The three types of values I tend to prioritize when facing a moral dilemma in a personal situation are honesty, compassion and open-mindedness. This has been highly influenced by my family and up-bringing. My family has always emphasized these values and practiced them, which has set a great example for me.
It is important for me to identify how I prioritize my values and principles to help guide my moral decision-making process now and in the future. I do believe it’s subject to change over time, but it is important to outline my decision-making process as a reminder and point of reference.
I value honesty and integrity in a professional and personal setting because telling the truth, even when it’s ugly, is the right thing to do in most situations. Chances are if you are lying to others you are probably lying to yourself as well. Trust is also not easily built but easily lost and keeping ones word can be the difference between success and failure.
I value the virtue of compassion, or the relieving of other people’s suffering, because caring for others out of selflessness contributes to the overall wellness of the community. It improves empathy and can cause a domino effect of compassion. Being able to imagine yourself in someone else’s position can lend itself to much more than just compassion and is a wonderful attribute.
I value open-mindedness because it’s important to being well rounded and accepting of others. Accepting that you are not always right and that change occurs naturally is critical to being a productive and evolving professional. However, all of these have extremes the mean of which is the virtue I hold in esteem.
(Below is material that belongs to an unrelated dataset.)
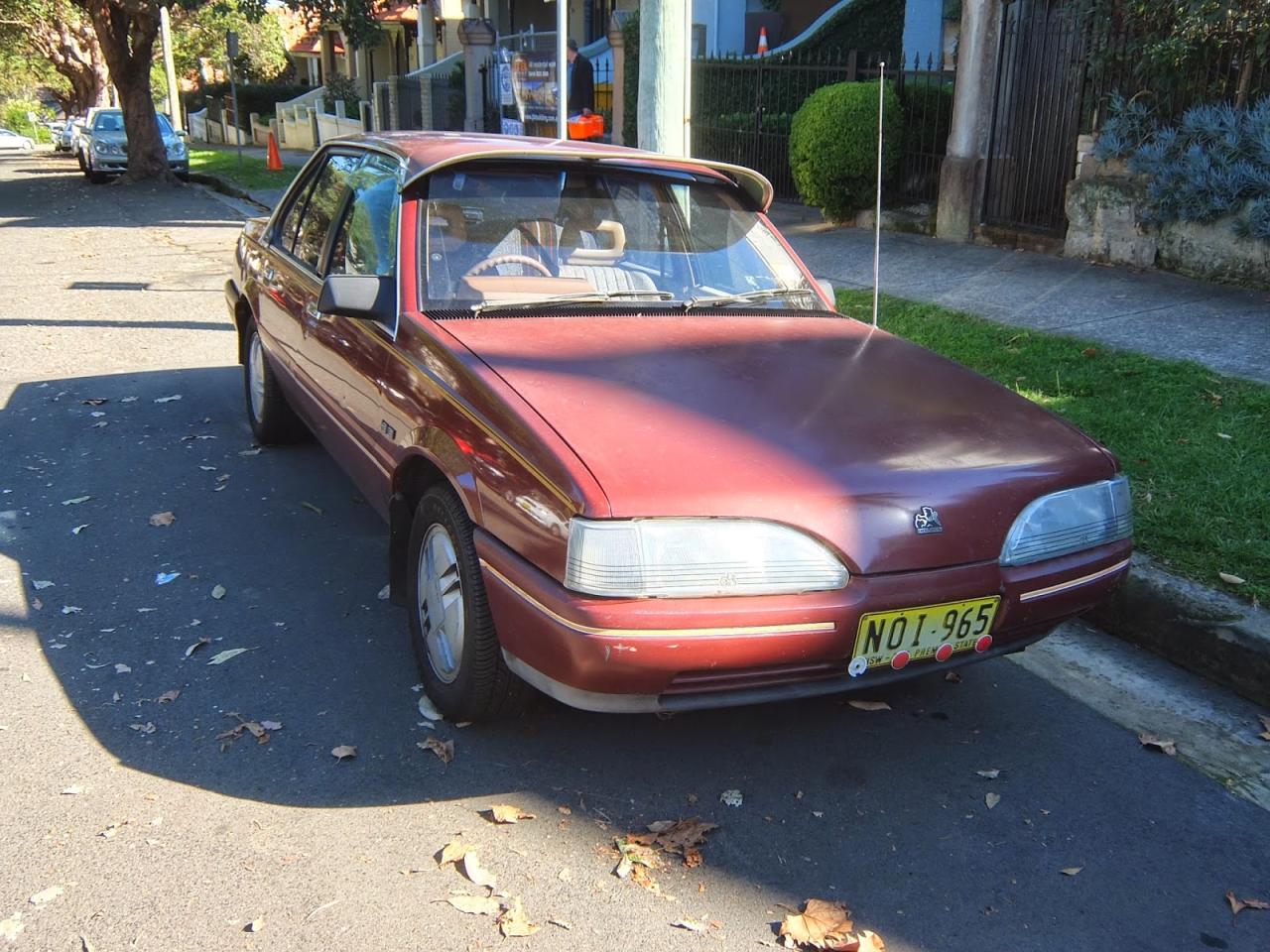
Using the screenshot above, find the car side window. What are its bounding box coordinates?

When discussing ethics in the past, I found that I often leaned toward Kant’s categorical imperative when discussing relevant dilemmas. “Act only on that maxim whereby you can at the same time will that it should become universal law,” Kant said. This makes sense to me in that you shouldn’t do anything you wouldn’t want everyone to do. I also believe that there are higher truths that are innate to human nature, and I regard human life above all else.
I also try to take into account agape love. I believe this is because of my up-bringing in a Christian family and church community who not only preached unconditional love, but practiced it as well. The concept has been drilled into my head since I can remember and has become an important part of my personal moral code.
When looking at a situation I would outline the specifics, then I would evaluated what I value. For example, if a group member plagiarized on their part of a project I would consider resolving the problem in different was. First, I would analyze the dilemma and my values noting that it is illegal, dishonest, and unfair to the other group members. I would then look at the principle most relevant to the situation such as Kant’s categorical imperative, which is about duty. I have a duty to justice and the truth. Next, I would consider my loyalties. In this example I’m loyal to my colleagues or group members and my duty to the truth.